Son dönemlerde Türkiye, yabancı istihbarat örgütleri elemanlarına yönelik yaptığı operasyonlarla gündeme geliyor.
Bu durum; “Türkiye, artık yabancı istihbarat örgütlerinin rahat çalıştığı bir ülke pozisyonundan çıktığı...” şeklinde yorumlanıyor.
Bu operasyonlardan en önemli olanı ise iki gün önce medyaya düşen, MOSSAD için faaliyet gösteren 15 kişilik casus çeteye yönelik yapılan Muteni Operasyonudur.
Haber ajanslarında geçtiği kadarıyla operasyonun özeti şöyle:
“200 kişilik MİT ekibi, MOSSAD’ın Türkiye’deki 3’er kişilik 5 ayrı hücresini bir yıl boyunca gölge gibi izledi.

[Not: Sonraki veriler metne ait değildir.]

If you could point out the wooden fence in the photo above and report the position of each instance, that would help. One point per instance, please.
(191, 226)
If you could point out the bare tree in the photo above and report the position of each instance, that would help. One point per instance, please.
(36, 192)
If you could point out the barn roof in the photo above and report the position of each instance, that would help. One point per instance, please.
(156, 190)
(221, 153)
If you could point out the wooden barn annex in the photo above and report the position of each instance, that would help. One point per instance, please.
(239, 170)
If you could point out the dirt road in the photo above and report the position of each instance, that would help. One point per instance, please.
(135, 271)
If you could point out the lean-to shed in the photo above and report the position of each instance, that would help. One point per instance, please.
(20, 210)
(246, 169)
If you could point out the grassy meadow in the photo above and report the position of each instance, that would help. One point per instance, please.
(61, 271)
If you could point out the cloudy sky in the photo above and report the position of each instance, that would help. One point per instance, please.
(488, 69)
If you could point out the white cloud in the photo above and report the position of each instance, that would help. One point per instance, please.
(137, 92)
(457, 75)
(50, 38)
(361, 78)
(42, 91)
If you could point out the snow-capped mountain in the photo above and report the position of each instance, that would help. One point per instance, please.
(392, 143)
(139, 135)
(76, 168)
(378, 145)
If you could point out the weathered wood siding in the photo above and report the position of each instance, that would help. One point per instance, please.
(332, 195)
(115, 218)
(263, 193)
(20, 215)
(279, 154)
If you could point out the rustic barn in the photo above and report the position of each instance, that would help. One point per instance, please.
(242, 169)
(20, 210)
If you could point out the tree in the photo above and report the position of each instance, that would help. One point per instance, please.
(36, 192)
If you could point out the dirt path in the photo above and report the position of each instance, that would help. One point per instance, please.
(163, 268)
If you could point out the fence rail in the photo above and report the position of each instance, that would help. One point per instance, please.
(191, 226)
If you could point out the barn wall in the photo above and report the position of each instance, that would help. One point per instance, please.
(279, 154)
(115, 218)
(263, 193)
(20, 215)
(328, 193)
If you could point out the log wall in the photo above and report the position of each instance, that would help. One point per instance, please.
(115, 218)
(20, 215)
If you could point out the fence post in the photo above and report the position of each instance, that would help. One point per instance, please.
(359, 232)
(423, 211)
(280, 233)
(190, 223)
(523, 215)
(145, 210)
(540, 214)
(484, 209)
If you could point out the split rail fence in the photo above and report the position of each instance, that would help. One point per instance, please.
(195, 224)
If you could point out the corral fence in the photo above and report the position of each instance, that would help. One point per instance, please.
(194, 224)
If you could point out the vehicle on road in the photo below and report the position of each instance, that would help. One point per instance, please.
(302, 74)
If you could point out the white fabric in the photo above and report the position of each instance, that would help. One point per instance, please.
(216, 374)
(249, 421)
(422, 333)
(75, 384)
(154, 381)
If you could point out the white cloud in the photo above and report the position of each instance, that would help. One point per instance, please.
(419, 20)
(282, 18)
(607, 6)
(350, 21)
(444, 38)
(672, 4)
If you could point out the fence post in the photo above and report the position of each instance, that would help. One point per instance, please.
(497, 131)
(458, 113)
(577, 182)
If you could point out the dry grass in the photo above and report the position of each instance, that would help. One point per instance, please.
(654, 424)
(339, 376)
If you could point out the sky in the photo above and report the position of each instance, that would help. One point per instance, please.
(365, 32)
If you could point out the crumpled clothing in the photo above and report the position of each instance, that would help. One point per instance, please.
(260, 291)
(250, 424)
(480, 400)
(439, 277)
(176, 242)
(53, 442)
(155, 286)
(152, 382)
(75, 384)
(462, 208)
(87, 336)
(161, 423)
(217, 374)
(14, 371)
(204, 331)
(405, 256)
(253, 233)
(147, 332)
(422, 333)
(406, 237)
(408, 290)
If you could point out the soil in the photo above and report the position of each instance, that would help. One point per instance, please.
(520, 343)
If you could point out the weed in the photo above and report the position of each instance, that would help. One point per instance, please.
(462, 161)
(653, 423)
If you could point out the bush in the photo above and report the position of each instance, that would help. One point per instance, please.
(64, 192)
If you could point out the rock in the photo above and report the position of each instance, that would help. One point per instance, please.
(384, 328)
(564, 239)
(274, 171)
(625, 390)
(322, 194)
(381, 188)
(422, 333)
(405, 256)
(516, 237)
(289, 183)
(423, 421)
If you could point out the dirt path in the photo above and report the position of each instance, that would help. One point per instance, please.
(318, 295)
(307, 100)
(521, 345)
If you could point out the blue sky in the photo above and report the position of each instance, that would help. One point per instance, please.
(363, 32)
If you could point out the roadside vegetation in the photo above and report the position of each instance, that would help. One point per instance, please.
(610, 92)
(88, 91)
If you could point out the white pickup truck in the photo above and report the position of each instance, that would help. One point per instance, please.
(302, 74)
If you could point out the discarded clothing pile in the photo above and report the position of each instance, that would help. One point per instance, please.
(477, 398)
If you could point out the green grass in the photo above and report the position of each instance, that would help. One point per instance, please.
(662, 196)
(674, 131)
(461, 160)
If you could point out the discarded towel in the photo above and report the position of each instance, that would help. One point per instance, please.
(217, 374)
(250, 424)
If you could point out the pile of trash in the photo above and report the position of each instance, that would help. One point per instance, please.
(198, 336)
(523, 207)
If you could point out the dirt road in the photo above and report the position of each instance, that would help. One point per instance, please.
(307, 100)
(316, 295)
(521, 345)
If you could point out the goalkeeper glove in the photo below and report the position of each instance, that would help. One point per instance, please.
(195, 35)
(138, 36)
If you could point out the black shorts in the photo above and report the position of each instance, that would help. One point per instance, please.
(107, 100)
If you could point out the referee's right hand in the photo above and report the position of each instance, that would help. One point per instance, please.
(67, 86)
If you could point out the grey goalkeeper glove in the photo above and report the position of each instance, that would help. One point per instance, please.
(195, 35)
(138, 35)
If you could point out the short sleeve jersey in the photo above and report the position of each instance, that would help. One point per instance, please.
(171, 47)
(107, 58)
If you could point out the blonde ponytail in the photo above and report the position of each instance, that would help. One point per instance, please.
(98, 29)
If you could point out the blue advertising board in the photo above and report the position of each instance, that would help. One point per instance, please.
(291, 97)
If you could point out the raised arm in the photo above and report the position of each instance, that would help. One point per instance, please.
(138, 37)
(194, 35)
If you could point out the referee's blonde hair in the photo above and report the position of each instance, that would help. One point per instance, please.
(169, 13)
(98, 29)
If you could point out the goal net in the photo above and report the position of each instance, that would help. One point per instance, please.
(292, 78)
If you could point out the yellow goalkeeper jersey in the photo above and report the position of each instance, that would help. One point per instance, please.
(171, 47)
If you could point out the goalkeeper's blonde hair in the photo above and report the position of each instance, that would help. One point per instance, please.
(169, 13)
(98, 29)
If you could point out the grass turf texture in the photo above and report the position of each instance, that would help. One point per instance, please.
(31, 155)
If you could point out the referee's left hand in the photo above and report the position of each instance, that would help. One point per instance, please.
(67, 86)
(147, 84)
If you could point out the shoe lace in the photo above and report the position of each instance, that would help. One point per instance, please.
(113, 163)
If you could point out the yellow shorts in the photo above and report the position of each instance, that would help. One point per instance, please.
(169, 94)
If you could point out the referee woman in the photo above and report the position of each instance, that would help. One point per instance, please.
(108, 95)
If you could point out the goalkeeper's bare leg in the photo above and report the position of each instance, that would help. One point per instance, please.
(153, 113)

7 Ekim’de terörle mücadele polisleri 4 ilde 15 casusu kıskıvrak yakaladı. Aralarında Arap kökenlilerin de olduğu 15 kiralık casusun faaliyetleriyle ilgili önemli ayrıntılara ulaşıldı.
Bir yıldır büyük bir gizlilikle yürütülen operasyon sonucunda Türkiye Cumhuriyeti vatandaşı olan kişiler veya Türkiye’de ikamet eden başarılı yabancı öğrencilerle ilgili biyografik istihbarat toplayarak casusluk yapan işgal rejimi istihbarat şebekesinin bütün şifreleri çözüldü.
Edinilen bilgilere göre tamamı Arap asıllı olan casuslar ülkemiz aleyhine yürüttükleri faaliyetlerle ilgili olarak ayrıntılı bir şekilde sorgulandı. MİT’in uzman ekiplerinin casusların sorgusunu tamamlamasının ardından soruşturmanın derinleştirilmesi ve kapsamlı bir iddianame hazırlanması bekleniyor...”
Malumunuz, yabancı istihbarat ajanlarının ana merkezi elçiliklerdir. Bununla beraber hava yolları, turizm acenteleri, yurt dışından gelen öğrencilere danışmanlık hizmeti veren şirketler ve medya başta olmak üzere sosyal hayatın her alanıdır.
Hatırlayacağınız üzere bir kaç yıl önceye kadar da büyük şeytan ABD, Siyonist çete israil, Rusya, Almanya, İngiltere gibi yabancı ülkelerin istihbarat elemanları resmen Türkiye’de cirit atıyorlardı.
Hatta halk arasında “MİT’in her mekanında CIA ve MOSSAD’ın da özel bir odası var ve MİT’in bütün çalışması onların bilgisi dahilindedir.” ya da “Türkiye, CIA ile MOSSAD ajanlarının staj yaptığı yerdir...” şeklinde bilgiler dolaşıyordu. Zaman zaman bu bilgiler yazılı ve görsel medyaya da yansıyordu.
Elbette hiç bir yabancı ülkenin bu topraklarda istihbarat şebekesi kurması her ne olursa olsun kabul edilemez. Ancak mezkur istihbarat örgütlerinin bu topraklarda uzun yıllar at koşturduğu, kolayca operasyonlar yaptığı ve rahatça çalıştığı da bir gerçektir.
Eğer bugün Türkiye’de yabancı istihbarat elemanlarına operasyon yapılıyorsa, bu hem Siyonist şebekenin şahsında diğer emperyalist ülkelere meydan okumadır hem de Türkiye için büyük bir başarıdır.
Umarım bu başarı katlanarak devam eder, siyasi iktidar da bu isabetli kararın arkasında dik durur ve geri adım atmaz.
Böylece bu topraklarda yabancı istihbarat elemanlarının Müslüman muhacirlere yönelik yaptıkları suikast ve kaçırma olayları son bulur ve muhacirlerin biraz da olsa rahat nefes alacakları bir liman oluverir.